# NLP Preprocessing Using NLTK

In [19]:
import nltk
import string
from nltk.tokenize import word_tokenize, sent_tokenize
from nltk.corpus import stopwords
from nltk.stem import PorterStemmer, WordNetLemmatizer
from nltk import pos_tag

In [20]:
text = "NLTK is a powerful Python library for natural language processing!
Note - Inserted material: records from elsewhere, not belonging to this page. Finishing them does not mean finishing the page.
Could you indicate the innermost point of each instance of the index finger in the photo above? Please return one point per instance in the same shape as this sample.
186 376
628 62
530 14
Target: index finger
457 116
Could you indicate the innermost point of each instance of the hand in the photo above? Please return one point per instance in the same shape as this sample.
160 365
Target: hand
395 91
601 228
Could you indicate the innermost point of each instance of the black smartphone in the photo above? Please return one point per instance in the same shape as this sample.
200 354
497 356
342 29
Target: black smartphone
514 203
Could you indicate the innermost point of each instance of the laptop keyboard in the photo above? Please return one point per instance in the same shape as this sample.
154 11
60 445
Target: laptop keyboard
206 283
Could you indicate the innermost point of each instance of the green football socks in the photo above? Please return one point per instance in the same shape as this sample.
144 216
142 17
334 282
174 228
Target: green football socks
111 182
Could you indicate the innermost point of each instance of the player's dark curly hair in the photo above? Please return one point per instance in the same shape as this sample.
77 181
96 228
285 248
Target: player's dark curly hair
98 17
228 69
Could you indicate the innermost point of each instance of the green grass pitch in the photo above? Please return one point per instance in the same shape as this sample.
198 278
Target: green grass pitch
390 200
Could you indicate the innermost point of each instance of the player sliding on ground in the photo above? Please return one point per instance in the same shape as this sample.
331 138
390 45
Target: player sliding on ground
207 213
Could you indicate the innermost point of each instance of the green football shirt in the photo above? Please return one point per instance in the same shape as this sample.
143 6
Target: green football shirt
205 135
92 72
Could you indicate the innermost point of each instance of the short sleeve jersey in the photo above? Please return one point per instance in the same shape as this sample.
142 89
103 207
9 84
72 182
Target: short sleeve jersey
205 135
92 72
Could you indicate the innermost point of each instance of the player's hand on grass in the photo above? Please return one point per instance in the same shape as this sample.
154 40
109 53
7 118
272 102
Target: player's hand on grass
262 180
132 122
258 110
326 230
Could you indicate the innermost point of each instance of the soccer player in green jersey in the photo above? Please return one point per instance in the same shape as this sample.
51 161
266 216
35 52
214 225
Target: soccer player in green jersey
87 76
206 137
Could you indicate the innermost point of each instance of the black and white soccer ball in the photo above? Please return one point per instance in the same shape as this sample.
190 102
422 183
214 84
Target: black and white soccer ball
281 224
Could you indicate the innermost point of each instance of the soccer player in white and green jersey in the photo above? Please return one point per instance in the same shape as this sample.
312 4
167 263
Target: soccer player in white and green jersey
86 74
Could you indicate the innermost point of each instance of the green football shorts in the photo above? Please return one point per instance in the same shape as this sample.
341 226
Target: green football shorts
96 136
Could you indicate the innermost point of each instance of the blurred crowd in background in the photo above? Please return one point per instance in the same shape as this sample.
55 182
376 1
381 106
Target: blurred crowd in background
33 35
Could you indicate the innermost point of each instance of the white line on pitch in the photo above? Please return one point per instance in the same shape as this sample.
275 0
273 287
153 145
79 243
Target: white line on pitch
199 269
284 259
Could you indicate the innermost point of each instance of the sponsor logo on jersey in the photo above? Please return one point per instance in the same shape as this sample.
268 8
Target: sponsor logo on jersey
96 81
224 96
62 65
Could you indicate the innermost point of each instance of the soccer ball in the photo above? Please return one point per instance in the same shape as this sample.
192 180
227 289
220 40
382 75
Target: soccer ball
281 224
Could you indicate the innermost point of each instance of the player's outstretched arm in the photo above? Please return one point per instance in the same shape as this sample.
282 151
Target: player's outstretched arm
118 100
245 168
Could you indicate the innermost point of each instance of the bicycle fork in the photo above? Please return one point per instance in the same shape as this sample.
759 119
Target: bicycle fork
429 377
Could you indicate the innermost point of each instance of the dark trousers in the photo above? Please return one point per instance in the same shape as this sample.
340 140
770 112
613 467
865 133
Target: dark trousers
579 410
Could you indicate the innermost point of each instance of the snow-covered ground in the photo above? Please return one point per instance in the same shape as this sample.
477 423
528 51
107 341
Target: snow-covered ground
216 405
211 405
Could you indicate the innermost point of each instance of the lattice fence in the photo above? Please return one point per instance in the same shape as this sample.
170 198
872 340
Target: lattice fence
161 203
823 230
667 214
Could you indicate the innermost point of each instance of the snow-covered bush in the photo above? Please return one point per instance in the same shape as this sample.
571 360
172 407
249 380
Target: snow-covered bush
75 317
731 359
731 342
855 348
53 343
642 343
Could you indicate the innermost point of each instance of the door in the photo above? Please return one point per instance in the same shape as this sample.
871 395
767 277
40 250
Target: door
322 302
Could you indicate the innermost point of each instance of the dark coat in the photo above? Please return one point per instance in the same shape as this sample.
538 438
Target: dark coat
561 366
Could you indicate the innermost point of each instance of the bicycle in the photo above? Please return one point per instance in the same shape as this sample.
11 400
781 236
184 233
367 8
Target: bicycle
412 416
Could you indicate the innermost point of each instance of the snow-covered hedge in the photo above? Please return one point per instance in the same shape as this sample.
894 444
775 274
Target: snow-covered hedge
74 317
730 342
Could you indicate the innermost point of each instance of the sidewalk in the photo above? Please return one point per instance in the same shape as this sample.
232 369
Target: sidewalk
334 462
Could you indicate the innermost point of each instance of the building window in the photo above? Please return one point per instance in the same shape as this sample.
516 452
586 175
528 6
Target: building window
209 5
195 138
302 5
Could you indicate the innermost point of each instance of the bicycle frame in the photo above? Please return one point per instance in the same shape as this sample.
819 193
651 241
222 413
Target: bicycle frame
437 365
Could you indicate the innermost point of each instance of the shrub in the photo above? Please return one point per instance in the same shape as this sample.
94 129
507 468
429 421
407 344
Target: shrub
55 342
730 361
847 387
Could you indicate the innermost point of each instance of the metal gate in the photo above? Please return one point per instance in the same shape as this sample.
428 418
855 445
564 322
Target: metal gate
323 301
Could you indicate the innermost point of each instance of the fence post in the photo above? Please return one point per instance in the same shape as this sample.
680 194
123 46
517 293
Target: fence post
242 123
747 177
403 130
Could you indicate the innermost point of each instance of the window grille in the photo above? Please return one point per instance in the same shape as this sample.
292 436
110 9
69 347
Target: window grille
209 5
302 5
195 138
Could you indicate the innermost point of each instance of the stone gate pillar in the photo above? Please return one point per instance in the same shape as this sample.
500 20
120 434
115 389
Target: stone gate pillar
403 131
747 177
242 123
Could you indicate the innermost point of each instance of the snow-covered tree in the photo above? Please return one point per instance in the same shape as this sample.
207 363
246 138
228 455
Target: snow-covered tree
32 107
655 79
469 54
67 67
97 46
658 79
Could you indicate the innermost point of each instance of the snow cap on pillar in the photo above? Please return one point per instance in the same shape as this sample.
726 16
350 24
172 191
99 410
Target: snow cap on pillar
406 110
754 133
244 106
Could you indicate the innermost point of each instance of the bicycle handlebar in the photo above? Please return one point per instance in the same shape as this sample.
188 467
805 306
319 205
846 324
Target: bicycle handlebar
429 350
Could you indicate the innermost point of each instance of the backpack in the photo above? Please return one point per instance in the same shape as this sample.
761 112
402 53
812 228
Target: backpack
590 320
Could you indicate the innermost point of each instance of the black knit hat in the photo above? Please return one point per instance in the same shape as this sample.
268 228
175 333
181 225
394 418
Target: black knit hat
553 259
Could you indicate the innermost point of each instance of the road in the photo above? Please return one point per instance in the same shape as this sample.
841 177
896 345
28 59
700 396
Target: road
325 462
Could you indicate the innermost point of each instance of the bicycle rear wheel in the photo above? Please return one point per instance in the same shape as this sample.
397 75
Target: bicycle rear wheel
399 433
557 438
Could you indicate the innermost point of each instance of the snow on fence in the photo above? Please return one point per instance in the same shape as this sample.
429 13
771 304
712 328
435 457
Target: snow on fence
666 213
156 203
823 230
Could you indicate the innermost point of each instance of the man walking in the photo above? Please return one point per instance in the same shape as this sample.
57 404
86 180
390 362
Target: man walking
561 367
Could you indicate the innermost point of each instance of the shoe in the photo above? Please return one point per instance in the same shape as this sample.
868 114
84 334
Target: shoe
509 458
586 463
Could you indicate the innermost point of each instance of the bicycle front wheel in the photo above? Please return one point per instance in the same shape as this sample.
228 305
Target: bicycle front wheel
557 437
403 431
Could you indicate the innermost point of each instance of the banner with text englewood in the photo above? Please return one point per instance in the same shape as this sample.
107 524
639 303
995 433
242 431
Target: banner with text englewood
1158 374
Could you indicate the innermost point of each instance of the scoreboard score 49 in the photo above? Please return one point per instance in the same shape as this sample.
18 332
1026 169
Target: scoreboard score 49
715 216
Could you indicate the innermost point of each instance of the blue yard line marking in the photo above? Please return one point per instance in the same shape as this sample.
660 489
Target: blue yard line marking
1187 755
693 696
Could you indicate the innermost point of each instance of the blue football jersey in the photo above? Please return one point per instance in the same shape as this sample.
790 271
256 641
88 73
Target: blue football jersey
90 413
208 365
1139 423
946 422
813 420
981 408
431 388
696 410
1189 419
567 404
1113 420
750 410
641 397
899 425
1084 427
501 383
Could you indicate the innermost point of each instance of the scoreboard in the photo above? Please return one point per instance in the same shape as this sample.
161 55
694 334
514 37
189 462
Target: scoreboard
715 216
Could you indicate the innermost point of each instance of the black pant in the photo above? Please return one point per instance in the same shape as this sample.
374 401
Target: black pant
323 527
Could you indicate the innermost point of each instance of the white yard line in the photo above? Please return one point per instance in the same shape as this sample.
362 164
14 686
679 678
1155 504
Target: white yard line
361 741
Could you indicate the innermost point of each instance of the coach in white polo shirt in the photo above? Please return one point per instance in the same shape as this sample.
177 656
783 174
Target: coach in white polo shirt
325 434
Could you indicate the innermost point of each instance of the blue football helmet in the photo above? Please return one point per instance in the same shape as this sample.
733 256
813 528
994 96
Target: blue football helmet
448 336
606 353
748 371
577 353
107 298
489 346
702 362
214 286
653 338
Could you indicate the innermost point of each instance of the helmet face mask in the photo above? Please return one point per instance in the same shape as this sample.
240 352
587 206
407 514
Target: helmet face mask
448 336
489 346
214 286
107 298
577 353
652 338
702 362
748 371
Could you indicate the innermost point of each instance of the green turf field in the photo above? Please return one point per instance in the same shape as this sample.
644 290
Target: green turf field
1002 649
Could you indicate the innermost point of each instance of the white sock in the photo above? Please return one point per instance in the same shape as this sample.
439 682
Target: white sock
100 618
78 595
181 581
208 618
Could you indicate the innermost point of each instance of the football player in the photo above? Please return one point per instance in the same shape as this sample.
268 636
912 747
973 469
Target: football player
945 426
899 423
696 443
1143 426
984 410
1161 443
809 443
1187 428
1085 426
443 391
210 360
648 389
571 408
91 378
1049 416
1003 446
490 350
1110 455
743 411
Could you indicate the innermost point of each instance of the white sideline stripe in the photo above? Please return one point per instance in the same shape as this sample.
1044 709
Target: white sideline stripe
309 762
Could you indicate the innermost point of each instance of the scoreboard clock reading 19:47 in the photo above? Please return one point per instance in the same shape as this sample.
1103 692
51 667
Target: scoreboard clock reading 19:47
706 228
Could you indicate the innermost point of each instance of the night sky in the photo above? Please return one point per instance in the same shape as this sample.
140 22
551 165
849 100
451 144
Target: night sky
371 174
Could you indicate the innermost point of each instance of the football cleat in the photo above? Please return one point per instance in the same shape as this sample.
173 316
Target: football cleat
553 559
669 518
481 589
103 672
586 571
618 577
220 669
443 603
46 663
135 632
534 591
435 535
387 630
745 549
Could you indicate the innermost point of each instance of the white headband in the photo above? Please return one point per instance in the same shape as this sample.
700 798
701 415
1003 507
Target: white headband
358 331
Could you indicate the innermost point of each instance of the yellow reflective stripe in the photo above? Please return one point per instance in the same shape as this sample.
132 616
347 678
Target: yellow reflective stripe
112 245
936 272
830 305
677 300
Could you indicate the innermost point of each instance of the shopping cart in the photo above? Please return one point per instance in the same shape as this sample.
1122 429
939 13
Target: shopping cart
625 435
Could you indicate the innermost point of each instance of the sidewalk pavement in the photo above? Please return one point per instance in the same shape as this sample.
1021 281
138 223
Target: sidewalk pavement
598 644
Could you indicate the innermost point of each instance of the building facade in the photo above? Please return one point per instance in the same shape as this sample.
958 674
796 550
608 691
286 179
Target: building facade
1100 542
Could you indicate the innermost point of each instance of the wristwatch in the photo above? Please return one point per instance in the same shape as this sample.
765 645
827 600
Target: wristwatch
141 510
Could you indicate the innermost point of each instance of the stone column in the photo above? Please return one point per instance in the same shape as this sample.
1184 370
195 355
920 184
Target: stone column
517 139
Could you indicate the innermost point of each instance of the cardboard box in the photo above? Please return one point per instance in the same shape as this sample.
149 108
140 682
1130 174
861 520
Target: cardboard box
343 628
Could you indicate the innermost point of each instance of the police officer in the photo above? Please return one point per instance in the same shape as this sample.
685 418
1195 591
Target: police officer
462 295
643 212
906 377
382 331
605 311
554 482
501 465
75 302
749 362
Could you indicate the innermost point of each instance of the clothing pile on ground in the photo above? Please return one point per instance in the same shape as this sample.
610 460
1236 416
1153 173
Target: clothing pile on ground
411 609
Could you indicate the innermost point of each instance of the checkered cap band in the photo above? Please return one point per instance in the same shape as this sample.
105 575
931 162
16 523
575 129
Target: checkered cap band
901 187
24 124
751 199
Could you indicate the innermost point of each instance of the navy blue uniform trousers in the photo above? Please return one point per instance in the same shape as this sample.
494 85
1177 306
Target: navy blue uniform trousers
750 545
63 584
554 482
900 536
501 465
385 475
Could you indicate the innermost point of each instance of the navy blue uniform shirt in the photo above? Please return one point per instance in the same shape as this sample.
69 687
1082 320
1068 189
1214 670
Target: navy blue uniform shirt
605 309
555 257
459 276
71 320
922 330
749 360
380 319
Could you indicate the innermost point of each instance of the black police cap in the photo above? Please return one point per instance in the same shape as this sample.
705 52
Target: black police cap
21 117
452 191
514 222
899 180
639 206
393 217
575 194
It helps with tokenization, stemming, and more."

In [21]:
# Sentence tokenization
sent_tokens = sent_tokenize(text)
print("Sentence Tokens:", sent_tokens)

# Word tokenization
word_tokens = word_tokenize(text)
print("Word Tokens:", word_tokens)

Sentence Tokens: ['NLTK is a powerful Python library for natural language processing!', 'It helps with tokenization, stemming, and more.']
Word Tokens: ['NLTK', 'is', 'a', 'powerful', 'Python', 'library', 'for', 'natural', 'language', 'processing', '!', 'It', 'helps', 'with', 'tokenization', ',', 'stemming', ',', 'and', 'more', '.']


In [22]:
stop_words = set(stopwords.words('english'))
filtered_tokens = [word for word in word_tokens if word not in stop_words]
print("Tokens without Stopwords:", filtered_tokens)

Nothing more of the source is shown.